ELIZABETH VARGAS: Interesting.
DONALD HOFFMAN: I think another example happens … It’s wired into us evolutionarily. In our evolutionary past, there were animals out there that could kill us and it turns out that in this example that we showed where you couldn’t find the changing trees and so forth, it turns out in those displays, we’re very good at finding an animal that changes. So, we’re actually pre-wired for these things that could have actually hurt us in the past and once again, we use this in marketing and advertising. We can very, very cleverly trigger the visual system to look at your product by giving subtle pictures that are like an animal but not exactly like an animal.
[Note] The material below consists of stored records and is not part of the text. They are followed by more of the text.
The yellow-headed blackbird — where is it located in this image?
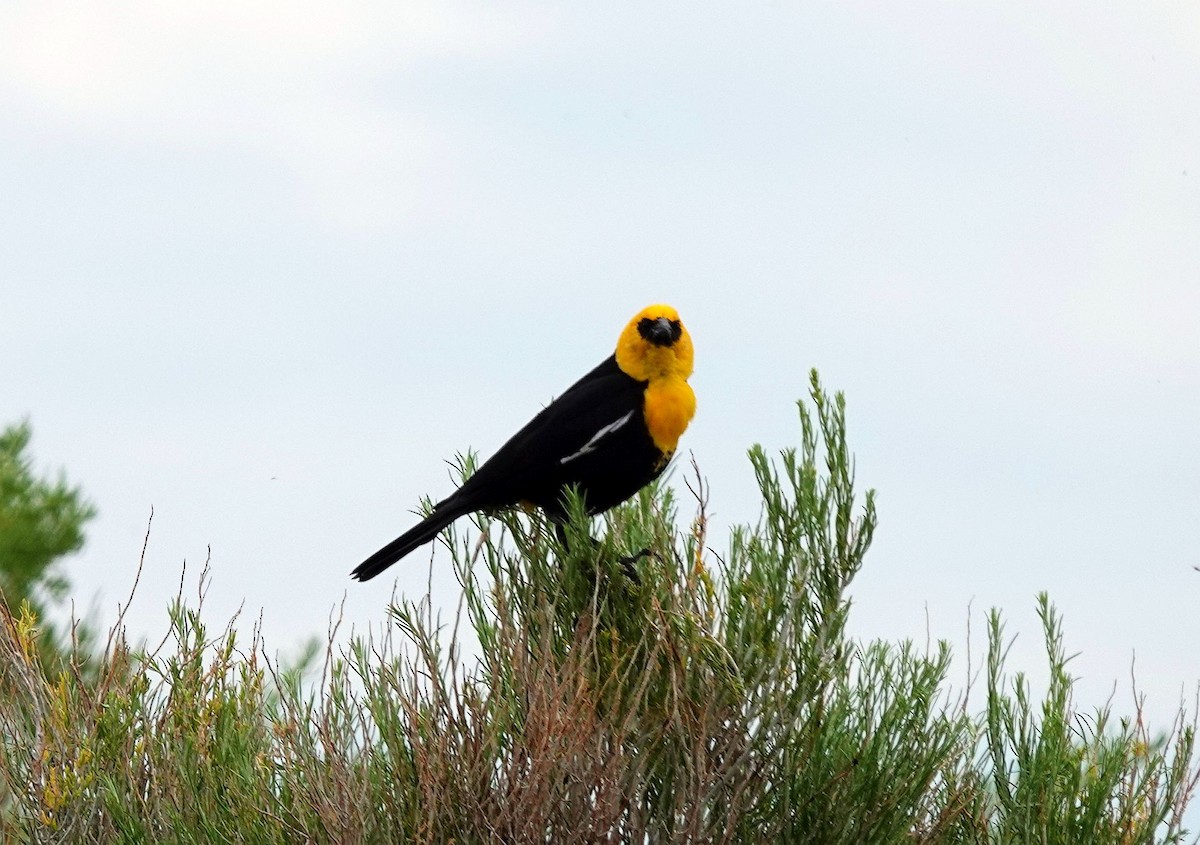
[352,305,696,581]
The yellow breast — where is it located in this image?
[646,376,696,455]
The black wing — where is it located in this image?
[444,356,661,514]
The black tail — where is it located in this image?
[350,499,474,581]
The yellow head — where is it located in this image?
[617,305,696,456]
[617,305,692,382]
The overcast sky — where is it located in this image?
[0,1,1200,734]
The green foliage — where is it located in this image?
[0,423,96,671]
[0,373,1198,845]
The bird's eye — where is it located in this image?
[637,317,683,346]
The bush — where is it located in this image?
[0,373,1198,845]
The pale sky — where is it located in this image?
[0,1,1200,727]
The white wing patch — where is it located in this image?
[559,410,634,463]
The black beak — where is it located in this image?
[637,317,680,346]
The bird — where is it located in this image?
[350,304,696,581]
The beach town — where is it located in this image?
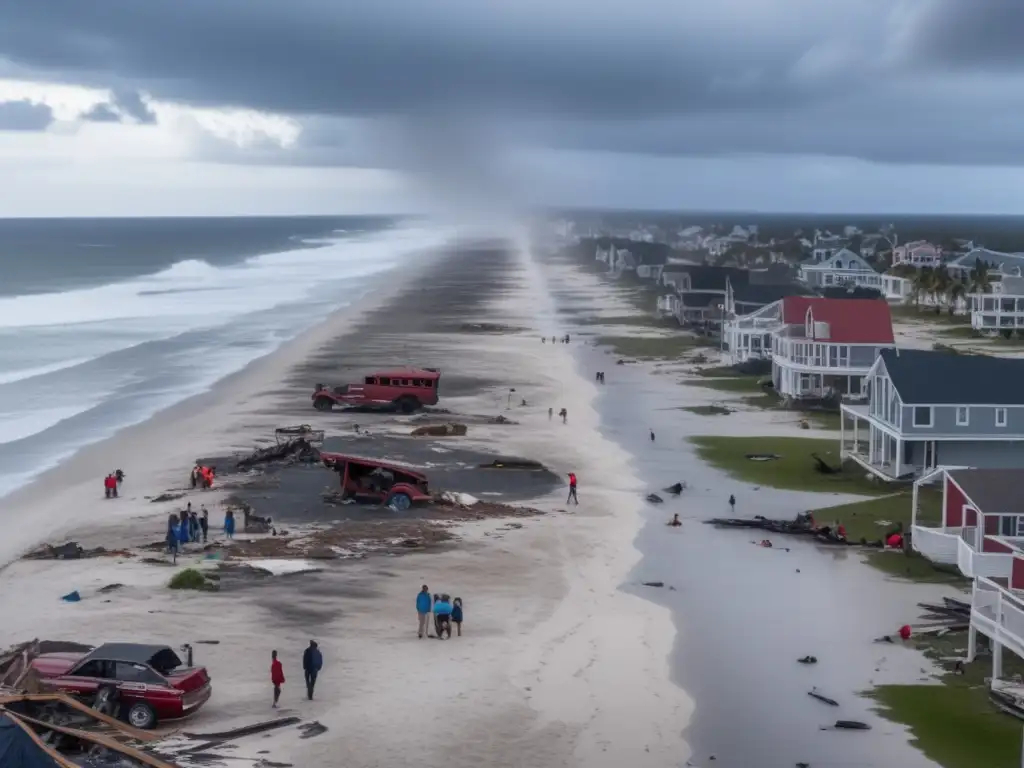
[0,220,1024,768]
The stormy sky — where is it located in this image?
[0,0,1024,215]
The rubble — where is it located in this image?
[410,422,468,437]
[234,437,319,469]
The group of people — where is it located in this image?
[416,585,462,640]
[270,640,324,709]
[188,462,217,488]
[103,469,125,499]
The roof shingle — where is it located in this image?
[782,296,894,344]
[881,349,1024,406]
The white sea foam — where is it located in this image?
[0,222,451,496]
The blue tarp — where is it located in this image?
[0,715,57,768]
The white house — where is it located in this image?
[800,247,883,291]
[771,296,895,398]
[893,240,942,268]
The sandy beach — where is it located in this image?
[0,237,692,768]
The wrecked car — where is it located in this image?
[31,643,212,729]
[312,368,441,414]
[321,454,431,511]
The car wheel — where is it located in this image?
[387,494,413,512]
[128,701,157,730]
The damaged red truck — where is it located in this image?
[312,368,441,414]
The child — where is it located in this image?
[452,597,462,637]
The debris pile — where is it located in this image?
[410,422,467,437]
[234,437,319,469]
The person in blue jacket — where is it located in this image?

We can pack into you and tap into this pre-wired evolutionary anxiety about animals and grab attention.
CHRISTINE C: I just want to make a quick point about … I thought that was super interesting about how kind of the … Your feelings of vulnerability can adjust how much you rely maybe on your expectations versus evidence. There’s also translational implications for this. So, in the field of computational psychiatry, there’s a hypothesis that schizophrenia may result from people relying not enough on their expectations and actually, if you present schizophrenic patients with some of the visual illusions that Beau presented, many of them don’t see them the way that we do, and so-
ELIZABETH VARGAS: How do they see them?
CHRISTINE C: They-
BEAU LOTTO: They tend to see them stronger from my-
ANIL SETH: Yeah, I’m going to say that in psychosis, you tend to have … Well, it’s a big debate, right?
CHRISTINE C: Sure.
ANIL SETH: But you can have more active priors too. You tend to see patterns in things where patterns don’t exist which is, of course, a characteristic of delusions and psychosis.
CHRISTINE C: Right and so then the implication is or the hypothesis, right? Is that part of schizophrenia’s pathology may result from kind of misspecifying the prior, right? Not doing … Where things are going wrong is like how they’re constructing what those expectations are and that’s kind of a promising entry point from a clinical perspective because if then we can identify which parts of the brain are involved in constructing those expectations and priors, then maybe that would be a good point for intervention, for clinical interventions.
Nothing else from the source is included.